Bu hüküm uyarınca, Tasarruf Mevduatı Sigorta Fonu tarafından devralınan İktisat Bankası grup şirketlerinde bir dönem kanunî temsilci olarak görev almış olan davacının, grup şirketlerinin Banka kaynaklarından kullandığı kredilerden doğan borcun devam ettiği dönem boyunca kanunî temsilci sayıldığı kuşkusuzdur.
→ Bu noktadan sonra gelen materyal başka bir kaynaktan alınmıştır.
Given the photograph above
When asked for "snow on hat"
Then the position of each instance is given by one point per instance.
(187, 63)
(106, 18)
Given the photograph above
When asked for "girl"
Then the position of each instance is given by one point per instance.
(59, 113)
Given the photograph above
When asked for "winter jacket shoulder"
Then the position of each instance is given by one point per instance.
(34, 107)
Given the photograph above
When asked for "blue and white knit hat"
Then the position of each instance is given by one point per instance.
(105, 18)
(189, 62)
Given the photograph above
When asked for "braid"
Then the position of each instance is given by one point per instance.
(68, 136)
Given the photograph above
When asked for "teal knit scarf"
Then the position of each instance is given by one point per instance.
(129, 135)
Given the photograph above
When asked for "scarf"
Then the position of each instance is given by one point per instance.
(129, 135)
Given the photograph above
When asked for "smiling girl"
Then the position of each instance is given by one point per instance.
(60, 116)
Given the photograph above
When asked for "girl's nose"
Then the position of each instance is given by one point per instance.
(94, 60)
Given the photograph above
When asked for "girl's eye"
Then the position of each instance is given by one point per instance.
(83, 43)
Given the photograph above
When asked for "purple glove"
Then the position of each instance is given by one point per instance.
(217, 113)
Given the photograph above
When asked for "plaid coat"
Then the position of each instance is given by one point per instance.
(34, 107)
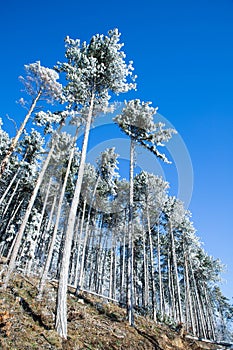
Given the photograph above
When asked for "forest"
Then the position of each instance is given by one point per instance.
(85, 226)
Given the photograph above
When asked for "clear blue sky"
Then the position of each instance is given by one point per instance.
(183, 56)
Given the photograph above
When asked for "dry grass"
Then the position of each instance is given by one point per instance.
(26, 323)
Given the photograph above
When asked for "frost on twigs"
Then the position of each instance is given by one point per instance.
(96, 68)
(42, 80)
(137, 121)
Bu bağlamda, kanuni temsilcilerin sorumluluğunu,diğer bir deyişle Banka kaynağının ne kadarını edindiği ya da edindirdiğini gözetmemesi itibariyle Anayasa’nın “hukuk devleti” ve “hukuk güvenliği” ilkelerine aykırı olan 5411 sayılı Kanun’un geçici 26. maddesindeki bu düzenleme varlığını koruduğu sürece, grup şirketlerinin İktisat Bankası’ndan kullandığı kredilerden doğan borcu nedeniyle kanunî temsilci sayılan davacı hakkında, anılan düzenleme ile atıfta bulunulan 6183 sayılı Amme Alacaklarının Tahsil Usulü Hakkında Kanun’un mükerrer 35. maddesinin yine 5766 sayılı Kanunla değişik metni uyarınca düzenlenen dava konusu ödeme emrinin hukuka aykırı olduğundan söz etmek mümkün değildir.
Açıklanan nedenlerle, yürürlükteki mevzuat hükümlerine uygun olarak tesis edilen dava konusu ödeme emrinin iptali istemiyle açılan davayı reddeden İdare Mahkemesi kararının onanması gerektiği düşüncesiyle karara katılmıyorum.